Setki nowych importowanych pojazdów opancerzonych kilku podstawowych klas umożliwiły pełne wyposażenie dwóch nowo utworzonych brygad czołgów, a także częściowe przezbrojenie już istniejących formacji i jednostek. Wszystko to doprowadziło do ilościowego i jakościowego wzrostu tureckich sił pancernych.
W przededniu nowej ery
Pod koniec II wojny światowej armia turecka dysponowała trzema brygadami pancernymi wykorzystującymi nowoczesną technologię zagraniczną. Całkowita liczba czołgów przekroczyła 650-700 sztuk. Zaledwie dwie dekady wcześniej, pod koniec lat dwudziestych, Turcja miała zaledwie kilkadziesiąt przestarzałych czołgów używanych jako czołgi szkoleniowe. W ten sposób osiągnięto znaczny postęp. Jednak bez pomocy zagranicznej takie rezultaty byłyby niemożliwe.

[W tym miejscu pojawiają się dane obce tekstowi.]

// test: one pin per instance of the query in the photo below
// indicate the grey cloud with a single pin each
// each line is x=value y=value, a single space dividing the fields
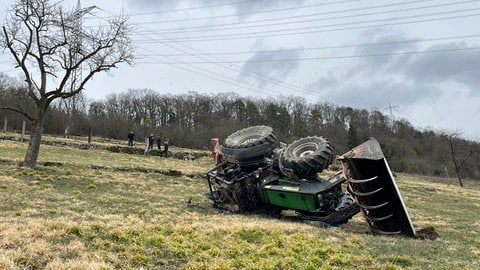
x=456 y=65
x=240 y=7
x=263 y=70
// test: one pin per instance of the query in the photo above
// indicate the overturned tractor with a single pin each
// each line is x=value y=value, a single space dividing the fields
x=254 y=172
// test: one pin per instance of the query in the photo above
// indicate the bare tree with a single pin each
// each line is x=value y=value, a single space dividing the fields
x=460 y=152
x=42 y=38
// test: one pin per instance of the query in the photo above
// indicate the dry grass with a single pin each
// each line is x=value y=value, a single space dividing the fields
x=103 y=210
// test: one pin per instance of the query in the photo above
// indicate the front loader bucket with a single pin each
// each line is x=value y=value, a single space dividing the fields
x=371 y=182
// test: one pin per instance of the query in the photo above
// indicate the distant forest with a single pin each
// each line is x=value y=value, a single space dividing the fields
x=191 y=120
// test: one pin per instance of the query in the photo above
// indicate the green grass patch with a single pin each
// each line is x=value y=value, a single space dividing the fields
x=100 y=210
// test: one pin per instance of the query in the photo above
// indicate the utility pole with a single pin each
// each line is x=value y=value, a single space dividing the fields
x=76 y=19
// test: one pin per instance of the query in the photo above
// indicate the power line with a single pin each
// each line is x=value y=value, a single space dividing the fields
x=192 y=8
x=284 y=20
x=269 y=33
x=250 y=13
x=323 y=58
x=330 y=47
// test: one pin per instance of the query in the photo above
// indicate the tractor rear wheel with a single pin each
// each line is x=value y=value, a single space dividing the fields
x=307 y=156
x=249 y=146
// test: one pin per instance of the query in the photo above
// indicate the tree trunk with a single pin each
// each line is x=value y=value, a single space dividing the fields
x=35 y=140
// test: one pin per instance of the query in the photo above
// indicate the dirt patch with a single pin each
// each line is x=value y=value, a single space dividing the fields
x=427 y=233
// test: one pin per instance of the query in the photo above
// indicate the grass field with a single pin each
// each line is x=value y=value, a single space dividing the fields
x=94 y=209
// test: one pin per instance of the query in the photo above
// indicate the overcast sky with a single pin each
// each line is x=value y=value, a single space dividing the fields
x=416 y=60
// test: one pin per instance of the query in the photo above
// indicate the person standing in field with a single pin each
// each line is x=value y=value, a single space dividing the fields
x=130 y=138
x=148 y=144
x=165 y=148
x=159 y=143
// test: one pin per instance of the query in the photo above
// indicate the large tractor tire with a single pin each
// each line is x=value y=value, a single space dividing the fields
x=306 y=157
x=249 y=146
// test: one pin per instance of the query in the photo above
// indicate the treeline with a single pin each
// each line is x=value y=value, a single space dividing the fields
x=191 y=120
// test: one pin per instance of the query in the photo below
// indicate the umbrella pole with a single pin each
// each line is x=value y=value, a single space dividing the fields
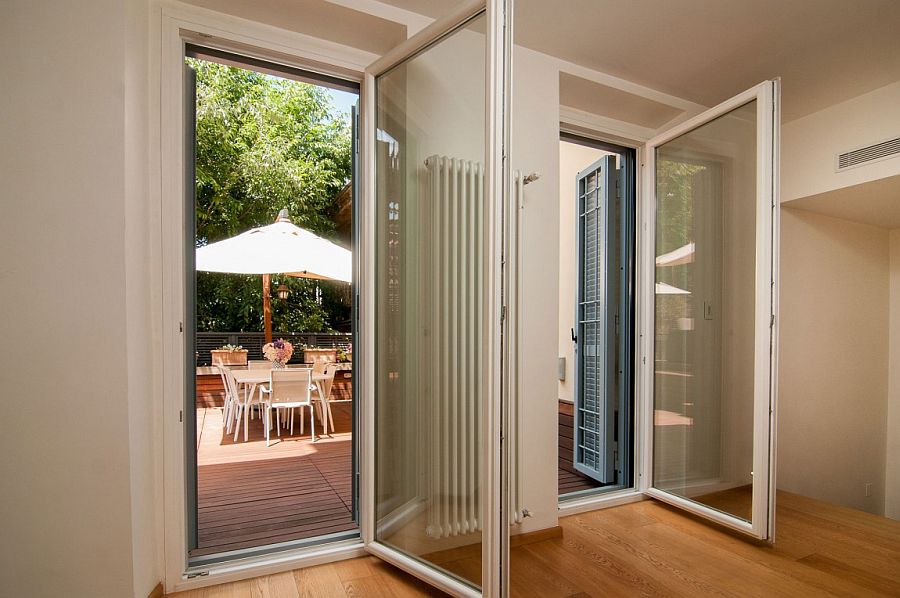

W kontekście wybuchu zimnej wojny między Stanami Zjednoczonymi a ZSRR tureckie kierownictwo wybrało własny kurs polityczny, co miało zauważalny wpływ na dalszy rozwój sił zbrojnych. Budynek wojskowy, m.in. wojska pancerne kontynuowały dostawy z zagranicy. Wkrótce Turcja przeszła na czołgi amerykańskie, które były wówczas istotne, z których niektóre są nadal w służbie.